Friday, August 31, 2007

Specifying Gestures by Example

Summary:

Rubine's gesture recognition system, GRANDMA, is a single-stroke gesture recognizer and toolkit so that developers can add gestures to their applications. Gestures can be useful when they provide a means for intuitive input. As an example, the paper shows how a gesture-based drawing program (GDP) could use gestures to create simple shapes and edit them. These gestures could be created with GRANDMA by first defining what types (or classes) of gestures will be used and then collecting examples for each class. It was empirically determined that fifteen gesture examples should suffice for each class.

Drawn gestures are composed of an array of time-stamped points. Thirteen features are calculated for each gesture, such as the starting angles of the gesture, the angle of the bounding box, length of the bounding box diagonal, the total length and rotation of the gesture, the smoothness of the gesture, and the time taken to draw the gesture. These features are invariant to gesture placement (i.e. where the gesture was drawn), but they do take into account scaling and rotation.

To classify the gesture we individually dot product the feature vector with a weight vector for each gesture class defined. The dot product with the maximum value is taken to classify the gesture. This weight vector is computed during gesture training. In training each of the gesture examples drawn has a feature vector calculated and the average feature vector of the examples taken. A weight vector for the class is then found by trying to find the defining features for the set of examples using covariance matrices (http://mathworld.wolfram.com/Covariance.html).
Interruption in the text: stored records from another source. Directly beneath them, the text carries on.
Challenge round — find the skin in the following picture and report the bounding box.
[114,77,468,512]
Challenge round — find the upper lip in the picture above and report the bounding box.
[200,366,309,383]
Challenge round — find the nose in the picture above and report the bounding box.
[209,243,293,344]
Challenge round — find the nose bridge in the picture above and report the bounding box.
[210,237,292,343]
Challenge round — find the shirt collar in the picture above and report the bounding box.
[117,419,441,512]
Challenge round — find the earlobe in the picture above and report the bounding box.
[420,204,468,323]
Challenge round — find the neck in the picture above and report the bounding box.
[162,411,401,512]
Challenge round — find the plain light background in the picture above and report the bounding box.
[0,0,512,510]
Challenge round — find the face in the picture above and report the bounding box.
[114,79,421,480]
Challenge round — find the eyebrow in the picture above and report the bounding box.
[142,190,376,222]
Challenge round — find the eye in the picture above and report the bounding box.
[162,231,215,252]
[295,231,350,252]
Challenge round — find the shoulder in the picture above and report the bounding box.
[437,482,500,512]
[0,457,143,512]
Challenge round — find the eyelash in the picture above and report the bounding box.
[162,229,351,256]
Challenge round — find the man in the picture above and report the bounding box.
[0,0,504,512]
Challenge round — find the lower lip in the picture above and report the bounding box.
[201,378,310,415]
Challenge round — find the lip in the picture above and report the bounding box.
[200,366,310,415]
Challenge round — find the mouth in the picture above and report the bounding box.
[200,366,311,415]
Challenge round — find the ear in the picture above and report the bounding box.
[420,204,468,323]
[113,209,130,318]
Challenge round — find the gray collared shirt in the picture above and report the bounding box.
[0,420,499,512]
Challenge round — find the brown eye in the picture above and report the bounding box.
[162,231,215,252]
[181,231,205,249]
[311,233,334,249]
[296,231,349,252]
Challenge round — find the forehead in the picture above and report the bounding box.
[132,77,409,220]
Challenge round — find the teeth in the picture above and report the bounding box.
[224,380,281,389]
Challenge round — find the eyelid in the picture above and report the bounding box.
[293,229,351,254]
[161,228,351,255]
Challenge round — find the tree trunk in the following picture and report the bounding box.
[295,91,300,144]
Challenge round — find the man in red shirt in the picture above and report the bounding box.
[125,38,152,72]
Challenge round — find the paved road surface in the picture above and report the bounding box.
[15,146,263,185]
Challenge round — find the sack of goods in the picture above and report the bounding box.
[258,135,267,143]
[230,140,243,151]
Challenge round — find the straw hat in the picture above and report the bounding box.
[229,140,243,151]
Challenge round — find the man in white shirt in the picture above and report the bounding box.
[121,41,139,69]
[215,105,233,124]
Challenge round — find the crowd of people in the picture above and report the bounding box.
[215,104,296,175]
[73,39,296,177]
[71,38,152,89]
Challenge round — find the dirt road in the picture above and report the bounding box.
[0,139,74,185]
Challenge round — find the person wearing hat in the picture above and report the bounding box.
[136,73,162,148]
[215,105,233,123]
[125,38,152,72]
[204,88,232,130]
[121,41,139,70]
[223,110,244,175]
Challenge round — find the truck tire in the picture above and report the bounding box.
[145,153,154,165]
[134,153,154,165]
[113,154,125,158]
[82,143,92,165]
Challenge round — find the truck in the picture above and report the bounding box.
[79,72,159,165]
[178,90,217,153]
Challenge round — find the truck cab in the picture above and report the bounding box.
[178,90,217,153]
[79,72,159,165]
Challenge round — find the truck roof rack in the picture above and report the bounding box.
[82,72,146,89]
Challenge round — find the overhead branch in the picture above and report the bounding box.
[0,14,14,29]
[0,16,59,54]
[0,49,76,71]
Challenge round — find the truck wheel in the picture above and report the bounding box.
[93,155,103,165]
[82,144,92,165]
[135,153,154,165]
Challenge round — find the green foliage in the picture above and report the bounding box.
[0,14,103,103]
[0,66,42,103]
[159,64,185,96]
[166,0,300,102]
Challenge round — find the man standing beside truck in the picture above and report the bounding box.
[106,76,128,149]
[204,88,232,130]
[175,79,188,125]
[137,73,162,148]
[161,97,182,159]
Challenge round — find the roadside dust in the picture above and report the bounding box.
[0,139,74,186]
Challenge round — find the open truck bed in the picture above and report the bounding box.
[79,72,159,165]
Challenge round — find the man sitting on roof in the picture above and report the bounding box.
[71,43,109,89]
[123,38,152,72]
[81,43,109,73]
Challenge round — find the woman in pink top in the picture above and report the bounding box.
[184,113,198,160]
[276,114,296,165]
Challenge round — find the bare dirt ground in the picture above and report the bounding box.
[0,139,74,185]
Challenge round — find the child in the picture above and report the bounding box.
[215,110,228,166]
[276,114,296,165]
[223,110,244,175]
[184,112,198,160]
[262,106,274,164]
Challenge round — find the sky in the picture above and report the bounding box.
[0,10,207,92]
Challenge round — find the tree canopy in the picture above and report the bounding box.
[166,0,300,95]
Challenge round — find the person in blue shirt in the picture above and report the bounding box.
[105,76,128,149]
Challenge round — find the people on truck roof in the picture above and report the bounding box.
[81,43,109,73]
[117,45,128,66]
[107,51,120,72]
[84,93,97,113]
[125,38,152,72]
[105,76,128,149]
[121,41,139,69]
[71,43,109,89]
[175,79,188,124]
Overall the gesture system worked very well, but as the number of gesture classes increased the recognition rate lowered. The number of training examples used increased the recognition rate up to around 50 examples, but after that it appeared that there was either a plateau or overfitting.


Discussion:

Rubine's gesture system is a great paper that shows that sketch recognition can be simple, fast, and reliable if the user is constrained in certain ways. Gestures are easy to define with GRANDMA, and the calculations to classify gestures can happen in real time. The system also had outstanding recognition results with small numbers of gestures between 5 and 10. Even as the number of classes allowed was increased to 30 the recognition rate lowered but was still acceptable at around 96.5%.

The main problem with the system is that it does require a lot of constraints on the users end. Like Palm Pilot Graffiti, over time the user will be accustomed to drawing in a certain way. This isn't necessarily a bad thing. With any new appliance or application people need to be trained to use it. My new toaster works much differently than my old one and I'm still getting adjusted with the settings. Even with newer non-gesture software, such as Tablet PC handwriting recognition, I have grown accustomed to drawing my lower case Ls in cursive since the print version is confused with the number 1 too often. Yet, when an application is thought of as being intuitive there is much less wiggle room for how much training is needed. If Photoshop does not work as I intended I'm likely to blame myself for a mistake whereas if the computer does not recognize my circle gesture I'm more likely to blame the software.

In the case of GRANDMA the rotation and scale constraints are a bit too much in my opinion; I would try to normalize everything to a standardized bounding box to eliminate scale. Yet these could be acceptable in some situations, such as full keyboard gestures where we try to recognize '/' versus '|' versus '1'.


Rubine, D. 1991. Specifying gestures by example. In Proceedings of the 18th Annual Conference on Computer Graphics and interactive Techniques SIGGRAPH '91. ACM Press, New York, NY, 329-337.

http://portal.acm.org/citation.cfm?id=122753

1 comment:

Paul Taele said...

I had similar concerns about the system in the Rubine paper about the numerous constraints. To extend on your discussion comments, it seems to me that when there are too many constraints, there doesn't seem to be any advantage to using gestures over text-based commands. I might be simplifying the concepts of constraints though.

But I do agree that the Rubine algorithm is quite amazing in what it does. I figured that the simplicity of single strokes would generate speedy recognition, but I did not expect reliability in the context it was used in. I guess that's why so many sketch recognition papers cite this paper, haha.